2.6 NR Activity Analysis
NR activity was assayed as previous method with some modifications [28,29]. About 1 g of alga cell was ground with liquid N2 and then resuspended in extraction buffer containing 100 mM HEPES-KOH (pH 7.5), 1 mM EDTA, 10% (v/v) glycerol, 5 mM dithiothreitol, 0.1% Triton X-100, 0.5 mM phenylmethylsulfonyl fluoride, 20 μM FAD, 1 μM leupeptin, 5 μM Na2MoO4, and 1% polyvinylpyrrolidone. After centrifuging at 10,000 g for 20 min at 4°C, the supernatant was used for NR determination. NR activity was measured by mixing 1 volume of extract with 5 volumes of prewarmed (25°C) assay buffer (100 mM HEPES-KOH, pH 7.5, 5 mM KNO3, and 0.25 mM NADH). The reaction was started with the addition of assay buffer, incubated at 25°C for 30 min, and then stopped by adding 0.1 M zinc acetate. After 15 min, the tubes were centrifuged at 13,000 g for 5 min. Nitrite produced was measured colorimetrically at 520 nm by adding 1 mL of 1% (w/v) sulfenilamide in 3 M HCl plus 1 mL of 0.02% (v/v) N-(1-naphthyl)-ethylenediamine in distilled water.

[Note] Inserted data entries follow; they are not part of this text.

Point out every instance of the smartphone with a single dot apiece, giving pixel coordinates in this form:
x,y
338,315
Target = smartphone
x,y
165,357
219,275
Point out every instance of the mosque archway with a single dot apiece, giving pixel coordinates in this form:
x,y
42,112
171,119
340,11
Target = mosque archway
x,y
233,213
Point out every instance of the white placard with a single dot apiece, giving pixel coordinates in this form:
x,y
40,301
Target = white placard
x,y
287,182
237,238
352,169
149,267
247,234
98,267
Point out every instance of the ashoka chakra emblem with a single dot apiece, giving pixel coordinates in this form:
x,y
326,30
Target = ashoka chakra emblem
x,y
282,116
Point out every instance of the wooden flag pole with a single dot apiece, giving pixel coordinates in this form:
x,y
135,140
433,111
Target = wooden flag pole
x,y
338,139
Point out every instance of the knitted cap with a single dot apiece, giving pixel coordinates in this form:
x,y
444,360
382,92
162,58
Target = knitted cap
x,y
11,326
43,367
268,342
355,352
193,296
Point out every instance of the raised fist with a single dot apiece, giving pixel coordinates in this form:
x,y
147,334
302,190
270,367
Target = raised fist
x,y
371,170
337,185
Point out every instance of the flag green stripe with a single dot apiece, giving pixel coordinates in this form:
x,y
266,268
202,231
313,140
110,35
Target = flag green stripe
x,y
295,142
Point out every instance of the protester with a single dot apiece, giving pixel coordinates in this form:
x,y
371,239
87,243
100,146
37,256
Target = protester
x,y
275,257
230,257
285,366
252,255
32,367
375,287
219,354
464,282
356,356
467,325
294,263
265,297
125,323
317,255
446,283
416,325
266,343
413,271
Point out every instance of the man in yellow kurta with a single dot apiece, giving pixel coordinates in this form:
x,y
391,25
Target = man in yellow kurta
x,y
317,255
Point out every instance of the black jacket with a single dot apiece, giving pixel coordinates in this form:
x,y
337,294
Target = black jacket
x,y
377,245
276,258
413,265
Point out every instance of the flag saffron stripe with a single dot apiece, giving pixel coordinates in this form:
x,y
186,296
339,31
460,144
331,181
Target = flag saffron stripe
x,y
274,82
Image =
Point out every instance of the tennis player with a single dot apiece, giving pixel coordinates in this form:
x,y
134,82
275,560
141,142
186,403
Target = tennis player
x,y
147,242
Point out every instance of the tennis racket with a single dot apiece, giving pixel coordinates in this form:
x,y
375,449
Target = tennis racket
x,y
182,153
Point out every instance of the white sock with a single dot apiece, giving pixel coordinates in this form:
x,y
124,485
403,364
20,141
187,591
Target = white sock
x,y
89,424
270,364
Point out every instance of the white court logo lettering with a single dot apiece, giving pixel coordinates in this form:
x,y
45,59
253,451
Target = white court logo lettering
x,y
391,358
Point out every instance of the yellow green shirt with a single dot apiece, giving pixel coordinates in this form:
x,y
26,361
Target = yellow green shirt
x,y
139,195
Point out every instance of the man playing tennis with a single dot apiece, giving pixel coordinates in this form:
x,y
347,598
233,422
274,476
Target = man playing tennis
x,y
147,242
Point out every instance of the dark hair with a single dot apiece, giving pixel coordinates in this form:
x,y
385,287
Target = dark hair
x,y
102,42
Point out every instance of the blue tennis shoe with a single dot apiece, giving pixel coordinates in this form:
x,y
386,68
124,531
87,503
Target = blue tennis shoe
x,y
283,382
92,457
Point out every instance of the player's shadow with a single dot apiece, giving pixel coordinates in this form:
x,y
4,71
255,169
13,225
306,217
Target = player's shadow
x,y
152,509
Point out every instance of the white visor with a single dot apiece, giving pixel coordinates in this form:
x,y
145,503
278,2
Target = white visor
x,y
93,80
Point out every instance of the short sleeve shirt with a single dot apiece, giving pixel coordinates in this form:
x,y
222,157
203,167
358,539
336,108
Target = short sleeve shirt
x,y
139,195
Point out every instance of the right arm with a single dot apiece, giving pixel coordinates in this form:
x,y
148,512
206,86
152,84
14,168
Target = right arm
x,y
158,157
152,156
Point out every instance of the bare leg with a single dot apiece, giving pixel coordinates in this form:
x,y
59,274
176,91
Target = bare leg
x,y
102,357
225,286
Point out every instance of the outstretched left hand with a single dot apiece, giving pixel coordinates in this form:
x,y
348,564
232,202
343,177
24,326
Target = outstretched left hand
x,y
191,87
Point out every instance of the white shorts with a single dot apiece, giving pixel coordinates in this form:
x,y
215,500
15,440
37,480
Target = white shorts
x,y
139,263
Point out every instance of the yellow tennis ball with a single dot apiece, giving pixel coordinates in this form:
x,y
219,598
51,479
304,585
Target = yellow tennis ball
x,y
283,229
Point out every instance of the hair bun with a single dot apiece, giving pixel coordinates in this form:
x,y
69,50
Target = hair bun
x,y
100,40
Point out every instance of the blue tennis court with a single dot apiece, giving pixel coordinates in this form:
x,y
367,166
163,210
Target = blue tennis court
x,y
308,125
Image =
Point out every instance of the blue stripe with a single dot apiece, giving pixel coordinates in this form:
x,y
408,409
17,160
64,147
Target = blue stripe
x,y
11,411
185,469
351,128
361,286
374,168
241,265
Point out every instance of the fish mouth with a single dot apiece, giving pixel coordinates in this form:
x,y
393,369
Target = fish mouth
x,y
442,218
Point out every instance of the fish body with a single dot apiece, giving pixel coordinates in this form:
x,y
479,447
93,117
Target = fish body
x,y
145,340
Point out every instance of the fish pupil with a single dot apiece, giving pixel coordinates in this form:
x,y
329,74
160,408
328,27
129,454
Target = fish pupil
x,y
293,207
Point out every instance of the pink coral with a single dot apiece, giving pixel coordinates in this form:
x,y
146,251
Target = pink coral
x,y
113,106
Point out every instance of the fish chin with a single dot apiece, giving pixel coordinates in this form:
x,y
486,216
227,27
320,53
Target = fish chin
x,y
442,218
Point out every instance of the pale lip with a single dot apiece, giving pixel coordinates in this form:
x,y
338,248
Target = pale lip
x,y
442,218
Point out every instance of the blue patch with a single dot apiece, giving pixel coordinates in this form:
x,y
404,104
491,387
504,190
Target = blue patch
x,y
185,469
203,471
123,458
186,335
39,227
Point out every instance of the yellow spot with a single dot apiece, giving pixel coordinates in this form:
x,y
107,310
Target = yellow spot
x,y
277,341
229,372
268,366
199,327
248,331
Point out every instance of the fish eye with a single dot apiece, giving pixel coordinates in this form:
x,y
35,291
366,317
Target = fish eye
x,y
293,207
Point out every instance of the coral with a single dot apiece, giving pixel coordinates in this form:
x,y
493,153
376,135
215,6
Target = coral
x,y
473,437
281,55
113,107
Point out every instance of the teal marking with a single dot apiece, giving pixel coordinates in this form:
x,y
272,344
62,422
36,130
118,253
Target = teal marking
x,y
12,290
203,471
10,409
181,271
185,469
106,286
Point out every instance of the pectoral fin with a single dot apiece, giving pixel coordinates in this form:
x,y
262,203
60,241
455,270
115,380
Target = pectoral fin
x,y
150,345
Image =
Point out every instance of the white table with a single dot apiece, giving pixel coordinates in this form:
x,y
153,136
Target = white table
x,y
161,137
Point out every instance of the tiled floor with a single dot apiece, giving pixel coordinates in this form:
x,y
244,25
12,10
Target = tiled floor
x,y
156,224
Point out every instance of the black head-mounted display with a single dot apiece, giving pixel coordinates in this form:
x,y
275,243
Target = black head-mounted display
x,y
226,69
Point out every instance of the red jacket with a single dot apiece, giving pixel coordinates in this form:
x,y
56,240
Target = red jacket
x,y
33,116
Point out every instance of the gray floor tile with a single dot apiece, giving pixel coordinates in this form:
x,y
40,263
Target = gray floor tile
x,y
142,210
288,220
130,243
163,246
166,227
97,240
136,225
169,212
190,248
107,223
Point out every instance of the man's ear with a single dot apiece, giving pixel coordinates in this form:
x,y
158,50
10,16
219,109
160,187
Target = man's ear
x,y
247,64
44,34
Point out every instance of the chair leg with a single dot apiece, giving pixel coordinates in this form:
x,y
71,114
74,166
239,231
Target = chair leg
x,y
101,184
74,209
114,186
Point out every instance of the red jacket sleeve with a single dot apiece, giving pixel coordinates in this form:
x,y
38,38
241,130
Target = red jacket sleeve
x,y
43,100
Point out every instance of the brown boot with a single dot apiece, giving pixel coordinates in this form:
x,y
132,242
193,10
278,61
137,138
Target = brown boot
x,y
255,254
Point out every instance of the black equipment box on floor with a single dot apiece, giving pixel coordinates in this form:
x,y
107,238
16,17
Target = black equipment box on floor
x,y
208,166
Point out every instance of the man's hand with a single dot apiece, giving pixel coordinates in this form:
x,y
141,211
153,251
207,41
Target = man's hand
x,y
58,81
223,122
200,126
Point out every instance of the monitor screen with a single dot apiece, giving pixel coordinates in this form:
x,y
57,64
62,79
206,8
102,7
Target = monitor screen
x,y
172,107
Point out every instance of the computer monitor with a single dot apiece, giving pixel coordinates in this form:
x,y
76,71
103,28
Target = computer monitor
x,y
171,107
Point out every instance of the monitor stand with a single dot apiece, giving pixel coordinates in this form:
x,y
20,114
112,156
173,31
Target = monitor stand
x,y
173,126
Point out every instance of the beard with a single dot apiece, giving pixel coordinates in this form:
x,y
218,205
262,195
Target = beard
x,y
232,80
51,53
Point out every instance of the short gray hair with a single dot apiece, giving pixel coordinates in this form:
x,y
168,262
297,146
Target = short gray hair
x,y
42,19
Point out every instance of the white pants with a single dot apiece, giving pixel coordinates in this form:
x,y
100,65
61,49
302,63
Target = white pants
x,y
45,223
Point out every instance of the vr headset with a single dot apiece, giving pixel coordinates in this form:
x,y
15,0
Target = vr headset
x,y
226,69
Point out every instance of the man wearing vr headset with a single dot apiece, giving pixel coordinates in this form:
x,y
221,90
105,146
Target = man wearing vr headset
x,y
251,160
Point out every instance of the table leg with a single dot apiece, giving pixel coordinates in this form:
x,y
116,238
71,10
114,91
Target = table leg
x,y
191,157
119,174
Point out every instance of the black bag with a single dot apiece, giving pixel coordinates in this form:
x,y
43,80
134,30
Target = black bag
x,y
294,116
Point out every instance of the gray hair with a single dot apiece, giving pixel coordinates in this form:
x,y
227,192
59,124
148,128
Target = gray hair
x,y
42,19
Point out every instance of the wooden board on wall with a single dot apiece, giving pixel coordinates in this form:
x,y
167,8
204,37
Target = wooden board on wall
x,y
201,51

2.7 β-Carotene Content Measurement
The lyophilized cell samples after high-alkali treatment were homogenized vigorously in the presence of liquid nitrogen and extracted with acetone for three times under dim light [1,6]. The carotenoid extracts were then separated on a LC-20 (Jap, Shimadzu, Prominence LC-20A) liquid chromatograph system, equipped with a 5SPD-20A UV detector and a Shim-pack GIST C18 column (4.6 * 250 mm, 50 μm). The gradient was as below: the gradient was started from 100% solvent B (acetonitrile/methanol/water, 84:2:14, by volume); from 0 to 15 min, solvent A (ethyl acetate) and solvent C (methanol) linearly increased from 0% to 20% and from 0% to 80%, respectively, followed by a linear gradient to 32% solvent A and 68% solvent C from 15 to 20 min; and hold on this gradient for 10 min, then linearly to 80% solvent A and 20% solvent C from 30 to 50 min; finally turned back to 100% solvent B and hold on for 5 min. The flow rate was 0.8 mL min−1. Carotenoids were identified and quantified by comparing with authentic standards regarding the retention time, absorption spectra and peak area.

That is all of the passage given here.